Advanced Analysis Identifies Greater Efficiency for Testing BOPs in Deep Water

摘要

Pressure testing blowout preventers (BOPs) with synthetic-based mud (SBM) requires lengthy testing times resulting from pressure/ volume/temperature (PVT) influences associated with SBM. PVT influences are especially pronounced in deep water and high-pressure test environments. A project was initiated in an effort to better understand the mechanics that transpired during BOP testing. The primary objective was to demonstrate that the pressure decline was quantified by the fluid-PVT behavior, mechanical influences and thermodynamics of pressurization, and subsequent cool down.
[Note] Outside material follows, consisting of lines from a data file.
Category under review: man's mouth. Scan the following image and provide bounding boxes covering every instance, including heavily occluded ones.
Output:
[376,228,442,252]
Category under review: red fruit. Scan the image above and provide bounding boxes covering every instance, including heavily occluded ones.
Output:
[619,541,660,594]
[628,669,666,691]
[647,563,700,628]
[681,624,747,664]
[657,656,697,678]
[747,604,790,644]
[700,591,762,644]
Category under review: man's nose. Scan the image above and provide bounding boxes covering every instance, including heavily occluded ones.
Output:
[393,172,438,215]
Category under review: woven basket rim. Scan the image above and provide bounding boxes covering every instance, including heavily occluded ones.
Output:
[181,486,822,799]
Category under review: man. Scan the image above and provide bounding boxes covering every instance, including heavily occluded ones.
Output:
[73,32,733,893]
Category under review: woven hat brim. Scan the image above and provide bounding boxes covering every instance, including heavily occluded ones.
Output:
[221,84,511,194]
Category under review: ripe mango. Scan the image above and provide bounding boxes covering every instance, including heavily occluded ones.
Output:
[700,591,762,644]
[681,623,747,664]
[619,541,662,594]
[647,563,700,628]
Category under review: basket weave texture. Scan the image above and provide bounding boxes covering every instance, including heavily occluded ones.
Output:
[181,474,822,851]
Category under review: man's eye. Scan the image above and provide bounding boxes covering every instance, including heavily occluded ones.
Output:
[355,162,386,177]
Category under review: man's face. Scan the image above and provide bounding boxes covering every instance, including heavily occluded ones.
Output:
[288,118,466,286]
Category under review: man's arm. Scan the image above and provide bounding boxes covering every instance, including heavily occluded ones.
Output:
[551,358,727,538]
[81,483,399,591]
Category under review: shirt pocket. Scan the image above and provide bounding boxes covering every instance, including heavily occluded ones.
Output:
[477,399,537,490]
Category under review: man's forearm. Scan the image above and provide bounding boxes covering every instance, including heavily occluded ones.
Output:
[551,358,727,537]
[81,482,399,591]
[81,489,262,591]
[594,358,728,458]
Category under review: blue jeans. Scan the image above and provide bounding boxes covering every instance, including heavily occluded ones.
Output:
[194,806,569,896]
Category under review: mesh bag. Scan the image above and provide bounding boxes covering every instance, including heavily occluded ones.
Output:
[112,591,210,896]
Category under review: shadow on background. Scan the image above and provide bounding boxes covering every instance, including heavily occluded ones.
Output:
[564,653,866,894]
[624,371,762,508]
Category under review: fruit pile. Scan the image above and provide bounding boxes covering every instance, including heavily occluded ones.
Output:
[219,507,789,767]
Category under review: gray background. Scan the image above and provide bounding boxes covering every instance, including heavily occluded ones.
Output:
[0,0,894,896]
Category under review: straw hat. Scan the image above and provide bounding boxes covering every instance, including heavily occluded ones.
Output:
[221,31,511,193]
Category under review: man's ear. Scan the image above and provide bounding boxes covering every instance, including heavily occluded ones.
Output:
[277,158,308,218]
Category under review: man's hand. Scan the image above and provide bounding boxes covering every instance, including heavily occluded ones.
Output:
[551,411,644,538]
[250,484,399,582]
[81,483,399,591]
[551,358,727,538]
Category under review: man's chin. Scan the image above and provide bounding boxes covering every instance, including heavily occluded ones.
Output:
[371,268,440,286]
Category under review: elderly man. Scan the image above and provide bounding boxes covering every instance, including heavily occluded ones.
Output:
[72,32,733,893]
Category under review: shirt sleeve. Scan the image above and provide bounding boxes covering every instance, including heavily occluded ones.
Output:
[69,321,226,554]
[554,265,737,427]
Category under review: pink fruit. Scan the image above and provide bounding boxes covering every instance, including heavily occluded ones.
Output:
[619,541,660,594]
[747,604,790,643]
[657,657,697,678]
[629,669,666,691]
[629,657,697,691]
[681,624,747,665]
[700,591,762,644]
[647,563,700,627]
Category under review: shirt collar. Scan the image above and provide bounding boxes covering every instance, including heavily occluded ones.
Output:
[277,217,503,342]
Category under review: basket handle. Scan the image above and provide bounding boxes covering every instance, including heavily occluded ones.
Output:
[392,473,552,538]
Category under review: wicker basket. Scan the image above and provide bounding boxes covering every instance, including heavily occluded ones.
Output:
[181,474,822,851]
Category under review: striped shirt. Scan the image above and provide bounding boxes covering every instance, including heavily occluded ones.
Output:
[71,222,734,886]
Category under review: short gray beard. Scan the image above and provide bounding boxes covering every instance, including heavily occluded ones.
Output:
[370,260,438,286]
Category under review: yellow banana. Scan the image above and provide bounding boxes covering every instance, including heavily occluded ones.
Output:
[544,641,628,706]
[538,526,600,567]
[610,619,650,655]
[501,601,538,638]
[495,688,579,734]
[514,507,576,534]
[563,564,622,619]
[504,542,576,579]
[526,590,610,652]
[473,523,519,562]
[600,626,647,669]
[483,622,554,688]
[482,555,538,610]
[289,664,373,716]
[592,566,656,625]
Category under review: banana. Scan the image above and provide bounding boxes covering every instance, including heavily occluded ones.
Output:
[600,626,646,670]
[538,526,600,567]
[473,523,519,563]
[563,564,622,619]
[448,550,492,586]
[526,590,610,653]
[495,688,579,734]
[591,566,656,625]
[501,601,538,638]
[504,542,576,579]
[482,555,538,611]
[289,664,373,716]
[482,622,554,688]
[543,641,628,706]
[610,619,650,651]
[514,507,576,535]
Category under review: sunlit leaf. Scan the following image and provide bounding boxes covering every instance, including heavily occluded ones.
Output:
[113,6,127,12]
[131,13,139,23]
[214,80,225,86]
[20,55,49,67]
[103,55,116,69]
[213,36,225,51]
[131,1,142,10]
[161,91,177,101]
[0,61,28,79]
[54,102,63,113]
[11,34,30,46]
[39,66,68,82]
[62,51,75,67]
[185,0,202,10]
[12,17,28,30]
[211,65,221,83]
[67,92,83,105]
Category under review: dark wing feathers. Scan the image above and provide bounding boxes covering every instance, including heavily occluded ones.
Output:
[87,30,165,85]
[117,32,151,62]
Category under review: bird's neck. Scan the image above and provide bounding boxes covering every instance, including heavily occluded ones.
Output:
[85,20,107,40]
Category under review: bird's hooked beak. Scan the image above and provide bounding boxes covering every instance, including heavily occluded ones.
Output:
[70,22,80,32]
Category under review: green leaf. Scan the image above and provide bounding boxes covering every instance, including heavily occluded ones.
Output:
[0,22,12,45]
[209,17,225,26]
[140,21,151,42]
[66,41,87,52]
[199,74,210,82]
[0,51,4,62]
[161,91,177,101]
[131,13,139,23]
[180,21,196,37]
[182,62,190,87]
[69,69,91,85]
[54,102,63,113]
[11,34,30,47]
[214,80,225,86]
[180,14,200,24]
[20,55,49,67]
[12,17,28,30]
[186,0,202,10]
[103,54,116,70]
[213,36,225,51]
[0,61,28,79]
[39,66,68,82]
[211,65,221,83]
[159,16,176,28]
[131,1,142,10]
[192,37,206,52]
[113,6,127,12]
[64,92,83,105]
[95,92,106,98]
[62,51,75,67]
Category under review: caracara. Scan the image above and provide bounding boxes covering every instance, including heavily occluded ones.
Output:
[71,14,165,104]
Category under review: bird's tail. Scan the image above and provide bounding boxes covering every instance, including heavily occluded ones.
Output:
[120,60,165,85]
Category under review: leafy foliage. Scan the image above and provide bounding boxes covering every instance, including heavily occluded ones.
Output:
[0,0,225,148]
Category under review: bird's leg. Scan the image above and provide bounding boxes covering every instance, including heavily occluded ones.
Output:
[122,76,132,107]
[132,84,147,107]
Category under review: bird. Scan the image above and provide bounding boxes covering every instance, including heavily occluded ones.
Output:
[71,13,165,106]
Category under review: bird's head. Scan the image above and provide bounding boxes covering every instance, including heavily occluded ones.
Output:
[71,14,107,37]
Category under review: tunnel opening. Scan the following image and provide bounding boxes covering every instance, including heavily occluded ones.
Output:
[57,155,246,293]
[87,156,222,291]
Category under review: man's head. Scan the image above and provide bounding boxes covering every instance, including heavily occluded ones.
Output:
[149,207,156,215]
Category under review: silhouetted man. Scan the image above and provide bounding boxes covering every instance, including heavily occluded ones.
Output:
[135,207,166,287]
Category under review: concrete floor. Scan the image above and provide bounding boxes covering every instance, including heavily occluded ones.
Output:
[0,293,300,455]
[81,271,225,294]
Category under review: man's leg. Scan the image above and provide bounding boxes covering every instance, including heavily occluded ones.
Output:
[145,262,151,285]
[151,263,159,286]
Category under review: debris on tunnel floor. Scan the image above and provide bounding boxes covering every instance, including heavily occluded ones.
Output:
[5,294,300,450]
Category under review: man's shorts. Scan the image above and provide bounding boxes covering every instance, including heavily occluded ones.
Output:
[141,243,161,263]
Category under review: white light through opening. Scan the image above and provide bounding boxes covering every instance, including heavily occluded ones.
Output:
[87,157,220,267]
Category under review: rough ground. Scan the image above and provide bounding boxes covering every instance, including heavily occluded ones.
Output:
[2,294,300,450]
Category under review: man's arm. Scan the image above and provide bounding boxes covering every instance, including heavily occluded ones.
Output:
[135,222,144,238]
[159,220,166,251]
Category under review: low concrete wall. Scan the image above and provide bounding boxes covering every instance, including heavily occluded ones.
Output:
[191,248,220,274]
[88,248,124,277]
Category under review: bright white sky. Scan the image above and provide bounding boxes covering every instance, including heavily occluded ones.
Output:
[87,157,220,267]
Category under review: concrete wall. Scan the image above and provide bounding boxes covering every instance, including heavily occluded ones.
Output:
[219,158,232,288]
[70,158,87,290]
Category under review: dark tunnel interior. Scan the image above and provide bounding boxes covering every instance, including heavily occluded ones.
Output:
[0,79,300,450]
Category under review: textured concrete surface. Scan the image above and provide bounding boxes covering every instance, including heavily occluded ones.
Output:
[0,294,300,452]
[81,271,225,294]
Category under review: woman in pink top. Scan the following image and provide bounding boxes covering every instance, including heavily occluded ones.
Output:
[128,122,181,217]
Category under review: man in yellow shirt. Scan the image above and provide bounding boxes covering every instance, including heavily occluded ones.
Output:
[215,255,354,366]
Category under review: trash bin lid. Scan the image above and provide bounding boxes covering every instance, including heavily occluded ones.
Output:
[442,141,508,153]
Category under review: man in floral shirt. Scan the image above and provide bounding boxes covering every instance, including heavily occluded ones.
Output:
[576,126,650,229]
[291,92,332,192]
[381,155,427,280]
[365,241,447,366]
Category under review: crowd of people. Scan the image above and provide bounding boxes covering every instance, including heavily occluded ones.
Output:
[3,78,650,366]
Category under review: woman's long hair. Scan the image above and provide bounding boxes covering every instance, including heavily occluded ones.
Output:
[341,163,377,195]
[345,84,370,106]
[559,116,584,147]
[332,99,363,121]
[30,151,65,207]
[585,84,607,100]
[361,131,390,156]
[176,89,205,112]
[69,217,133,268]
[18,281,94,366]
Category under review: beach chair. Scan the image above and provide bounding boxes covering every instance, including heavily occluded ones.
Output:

The secondary objective was to demonstrate that the pressure decline resulting from a leak could be reliably and efficiently detected with high-resolution pressure data. It was theorized that the gradual decay of pressure during the shut-in phase was a result of the heat added to the system during pressurization. To pursue this investigation, real-time PVT data were gathered at the cementing-unit (CU) suction and discharge while testing the BOP. In addition, pressure/temperature (P/T) gauges were placed in the drillstring—one at the drill floor, one at the midpoint between the drill floor and the BOP, and one above the BOP stack. The gauges confirmed significant heat up as the system was pressured up for each test. The pressure decreased as the system cooled back toward the ambient temperature. Modeling techniques were developed to understand the system response. This paper presents salient aspects of data acquisition, data interpretation, and modeling techniques. Results demonstrate the potential to significantly impact the industry, with respect to safety, time, and costs for BOP testing.